Bildungsrucksack taugt nicht für Zukunft

Natürlich ist auch die Schule ein Thema. Die Primarschule sei für ihn «eher eine Kinderrekrutenschule» gewesen, sagt Hasler. Das in einer relativ stabilen Welt, wo es um die Tauglichkeit für ein Leben in den Fussstapfen der Eltern gegangen sei. Anders heute: Wer weiss, was in 30 Jahren taugt? Den viel bemühten «Bildungsrucksack» hält er für ein «blödes Bild», vollstopfen bringe gar nichts. «Ihr müsst auf Expeditionen gehen», sagt er den Jungen, und es bewähre sich nur, was man intus habe: Wille, Neugier, Staunen.

Laurenz Pirchl und Julia Ineichen von der Beromünster Schülerinnen- und Schülerorganisation.
Bild: Bild: Peter Weingartner

Laurenz Pirchl und Laetitia Kiener verweisen auf den Lehrplan und dessen Grenzen. Kiener: «Wer weiss, welche Kompetenzen in 30 Jahren wichtig sind?» Hier bringt Paul Leisibach die Erotik ins Spiel, indem er aus einer Rede Haslers zitiert. Der deutscht aus: «Man muss den Gegenstand zu seiner Sache machen, ihn mögen, wie man eine Geliebte mag.» Mit Interesse und Raffinesse. Statt bockbeinig zu werden, sich dem Fach hingeben, auf dass das Fach sich dir hingebe. Bei Roger Federer erkennt er diese «Leistungserotik»: verliebt sein in das, was man tut. Nicht bloss absolvieren.
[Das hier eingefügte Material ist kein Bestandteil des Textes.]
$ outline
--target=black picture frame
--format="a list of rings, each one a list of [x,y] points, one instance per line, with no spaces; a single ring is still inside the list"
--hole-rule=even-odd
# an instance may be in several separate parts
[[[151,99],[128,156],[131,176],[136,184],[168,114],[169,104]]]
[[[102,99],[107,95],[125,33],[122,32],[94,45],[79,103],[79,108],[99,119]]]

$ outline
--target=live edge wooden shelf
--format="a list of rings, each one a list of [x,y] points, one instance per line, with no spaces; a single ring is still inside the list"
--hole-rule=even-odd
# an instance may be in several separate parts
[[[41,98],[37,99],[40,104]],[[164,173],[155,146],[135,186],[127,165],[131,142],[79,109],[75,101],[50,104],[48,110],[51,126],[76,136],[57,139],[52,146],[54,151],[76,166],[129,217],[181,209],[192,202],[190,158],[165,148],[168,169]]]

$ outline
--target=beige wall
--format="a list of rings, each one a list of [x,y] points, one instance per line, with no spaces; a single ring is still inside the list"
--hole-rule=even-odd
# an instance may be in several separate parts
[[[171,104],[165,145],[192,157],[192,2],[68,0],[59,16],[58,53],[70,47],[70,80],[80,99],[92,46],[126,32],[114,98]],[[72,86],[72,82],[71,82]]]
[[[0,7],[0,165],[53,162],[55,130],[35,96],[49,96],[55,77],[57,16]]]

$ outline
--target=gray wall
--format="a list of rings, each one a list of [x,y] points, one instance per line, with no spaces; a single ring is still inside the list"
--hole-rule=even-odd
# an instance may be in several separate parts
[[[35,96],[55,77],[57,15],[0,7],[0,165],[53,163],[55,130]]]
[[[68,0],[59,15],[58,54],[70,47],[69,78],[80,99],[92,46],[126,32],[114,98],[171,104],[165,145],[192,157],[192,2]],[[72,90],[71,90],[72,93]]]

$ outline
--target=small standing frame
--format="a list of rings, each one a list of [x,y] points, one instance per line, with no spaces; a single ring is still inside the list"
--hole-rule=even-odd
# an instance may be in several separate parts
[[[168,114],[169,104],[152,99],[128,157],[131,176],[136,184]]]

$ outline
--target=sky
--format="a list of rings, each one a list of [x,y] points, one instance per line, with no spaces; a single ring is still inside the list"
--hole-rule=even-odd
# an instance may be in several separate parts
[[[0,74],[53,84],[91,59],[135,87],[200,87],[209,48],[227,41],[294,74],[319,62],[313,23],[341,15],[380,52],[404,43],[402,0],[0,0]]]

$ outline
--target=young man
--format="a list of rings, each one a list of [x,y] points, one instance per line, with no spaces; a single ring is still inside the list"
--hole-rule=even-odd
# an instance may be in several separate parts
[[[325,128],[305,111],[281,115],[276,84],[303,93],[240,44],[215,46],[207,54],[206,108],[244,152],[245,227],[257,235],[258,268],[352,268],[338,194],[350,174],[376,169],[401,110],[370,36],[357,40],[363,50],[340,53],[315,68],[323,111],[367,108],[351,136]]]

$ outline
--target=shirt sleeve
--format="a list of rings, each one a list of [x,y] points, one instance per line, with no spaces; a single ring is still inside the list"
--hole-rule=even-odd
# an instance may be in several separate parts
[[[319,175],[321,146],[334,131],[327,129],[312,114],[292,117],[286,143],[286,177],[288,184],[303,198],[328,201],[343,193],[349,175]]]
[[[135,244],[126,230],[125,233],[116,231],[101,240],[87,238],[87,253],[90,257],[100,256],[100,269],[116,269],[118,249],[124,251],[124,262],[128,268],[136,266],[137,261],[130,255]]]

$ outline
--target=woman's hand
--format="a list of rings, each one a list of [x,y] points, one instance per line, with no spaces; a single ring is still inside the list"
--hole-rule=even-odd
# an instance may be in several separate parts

Klimakrise, Seuchen, Kriege, Hunger. Gina Dellagiacoma meint, auch frühere Generationen hätten ein solches Lebensgefühl gekannt: Kalter Krieg, der atomar heiss zu werden droht. Pirchl sieht Chancen in neuen Technologien (Energie, Mobilität), während Ineichen das Problem darin sieht, dass die Klimakrise nur zusammen angegangen werden kann.

Verzicht als Lebensgewinn umdeuten

Für Hasler bröckeln Selbstverständlichkeiten. Die «welthistorisch verschonteste Sippe» merkt: Nichts ist gesichert. Erstmals glaube die ältere Generation nicht mehr, dass sie den Jungen eine bessere Welt übergibt. Er bemüht Sisyphos, der glücklich seinen Stein den Berg hoch rollt. Seinen Stein. Das rette zwar nicht die Welt, aber ihn. Stolz und souverän sein: «Was mich angeht, zu meiner Sache machen.»

Es gibt Gemeinsamkeiten zwischen den Generationen: Spiele. Und Gespräche, analog, nährend. Gegen die Vereinsamung. Verzicht als Lebensgewinn umdeuten, postuliert Ludwig Hasler: «Wer, wenn nicht die Alten, sollte zeigen können, dass ein einfacheres, bedürfnisloseres Leben erstrebenswert ist?»